Tuesday, September 29, 2015

Gubernatorial Hopeful Phil Murphy Raises Profile

Update: This post was accurate at the time it was written. 

Aside from that, since 2015 my opinion of Phil Murphy has cooled.  I've written a series correcting deceptive and inaccurate things he has said.

  • Phil Murphy Doesn't Understand State Aid
  • Why the 2010 Aid Cuts Were Unavoidable
  • The Phantom Budgetary Salvation: Cutting Tax Incentives
  • Dear Phil Murphy, Massachusetts Doesn't Have High Taxes
  • Phil Murphy Overpromises

  • Former Goldman Sachs executive and Ambassador to Germany Phil Murphy is raising his profile for an anticipated gubernatorial run.

    Murphy's vehicle for his campaign is "New Start New Jersey," an organization committed to the progressive vision, with many references to New Jersey's middle class

    New Start New Jersey has two sections which relate to education; first on "Free Community College," next on "Early Childhood Education."

    Murphy is wading carefully into the jungle of K-12 education.  His website does not address controversial topics in education like testing, charter schools, teacher tenure, or state aid.

    However, the section on Early Childhood Education (not written by Murphy personally) has a factually correct history of Abbott decisions and SFRA.

    In 2008, New Jersey adopted the School Funding Reform Act (SFRA), which removed the non-Abbott designations, essentially combining the ECPA and Abbott pre-K programs. The SFRA would phase-in an expansion of the Abbott preschool program to all three- and four-year-olds in another 84 high-poverty districts and to all low-income children in the remaining districts statewide. When fully enacted, over 30,000 additional students would enroll. Unfortunately, the recent financial crisis has undercut the resources available for education. While Governor Christie has sustained funding for existing preschool programs, with $655.5 million designated in the proposed FY 2016 Budget, the expansion of pre-K dictated by the SFRA has not occurred.

    The above is all factually correct. I appreciate that Murphy cites the financial crisis for underfunding SFRA and Pre-K, in contrast to how many people and groups cite Chris Christie personally.  The Education Law Center, for instance, does not even acknowledge New Jersey has had a recession.

    Murphy also recognizes that the state's financial possibilities are very constrained.
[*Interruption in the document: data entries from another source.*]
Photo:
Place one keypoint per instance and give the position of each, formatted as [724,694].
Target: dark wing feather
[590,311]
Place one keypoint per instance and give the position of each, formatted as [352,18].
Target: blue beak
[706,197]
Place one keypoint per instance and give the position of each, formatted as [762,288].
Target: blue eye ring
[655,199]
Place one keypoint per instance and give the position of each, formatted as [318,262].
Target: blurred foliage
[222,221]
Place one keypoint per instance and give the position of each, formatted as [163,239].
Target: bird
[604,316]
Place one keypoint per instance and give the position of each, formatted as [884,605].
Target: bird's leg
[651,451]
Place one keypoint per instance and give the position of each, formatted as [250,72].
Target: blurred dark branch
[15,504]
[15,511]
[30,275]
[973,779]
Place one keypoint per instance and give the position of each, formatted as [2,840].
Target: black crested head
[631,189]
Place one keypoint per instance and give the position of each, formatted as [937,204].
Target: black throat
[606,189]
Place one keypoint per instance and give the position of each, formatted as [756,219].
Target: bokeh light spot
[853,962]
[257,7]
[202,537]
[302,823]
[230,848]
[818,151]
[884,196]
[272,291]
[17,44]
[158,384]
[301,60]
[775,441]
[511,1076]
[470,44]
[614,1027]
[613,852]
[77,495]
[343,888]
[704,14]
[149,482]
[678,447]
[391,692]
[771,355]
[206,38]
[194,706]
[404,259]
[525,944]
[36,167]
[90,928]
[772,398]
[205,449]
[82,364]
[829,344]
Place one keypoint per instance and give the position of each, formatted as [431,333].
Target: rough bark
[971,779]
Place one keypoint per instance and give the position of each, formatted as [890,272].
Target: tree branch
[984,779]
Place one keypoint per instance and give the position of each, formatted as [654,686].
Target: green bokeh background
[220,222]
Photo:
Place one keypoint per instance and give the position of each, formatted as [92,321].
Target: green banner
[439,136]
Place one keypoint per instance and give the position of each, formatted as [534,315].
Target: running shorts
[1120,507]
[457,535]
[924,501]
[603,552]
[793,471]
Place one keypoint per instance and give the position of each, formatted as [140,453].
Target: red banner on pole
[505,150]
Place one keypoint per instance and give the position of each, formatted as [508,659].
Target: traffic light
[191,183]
    As indicated, resource constraints have forestalled the expansion of pre-K in New Jersey to date. With over $600 million dedicated annually to preschool and with full SFRA activation estimated at another $400 million [correction, it's closer to $700 million], the costs present a challenge in the current fiscal climate. The federal government has outlined its intention to aid states in offering preschool to four-year-olds through the Obama Administration’s $75-billion, ten-year “Preschool for All” proposal. Projections indicate New Jersey would receive around $50 million in the first year, a fraction of the state’s overall expenditure.19 Even so, the accompanying legislation – The Strong Start for America’s Children Act (HR 3461/S1697) – did not advance in the last Congress. 
    However unlikely the circumstances cast the expansion of preschool to a wider range of New Jersey’s families, discarding entirely such an aspiration would seem myopic. The state’s success in this area should lead to amplification and, in fact, has prompted suggestions for extension to all children, even if only for one year at age four.20 Continuing to secure funding for the existing pre-K model stands as the priority, closely followed by meeting the SFRA requirements. Discovering how to enlarge the policy to include more middle-class citizens also should not be overlooked.
    This is a great contrast to NJ's "Pre-K Our Way," which pays no consideration at all to the costs of Pre-K.

    New Start NJ also cites studies that purport to show Pre-K's benefits, but also some (briefer) discussion of how those benefits peter out as kids age.  

    Overall I am impressed by Phil Murphy and New Start New Jersey's honesty regarding Pre-K and SFRA funding but that doesn't change the fact that there is no money for expanding Pre-K.

    Murphy's positioning for the Democratic race is interesting.  Unlike Steve Sweeney, he has no history of deals with Chris Christie to taint him in the eyes of Democratic interest groups.  Unlike Steve Fulop, he has no history of exploiting the rest of the state for his own constituents' gain nor cronyism.

    Most very wealthy business people have something in their record that can be criticized.  I would not be surprised if something relating to Phil Murphy's time at Goldman Sachs surfaces, but how could Steve Fulop attack Murphy for anything Murphy did at Goldman when Steve Fulop worked at Goldman too?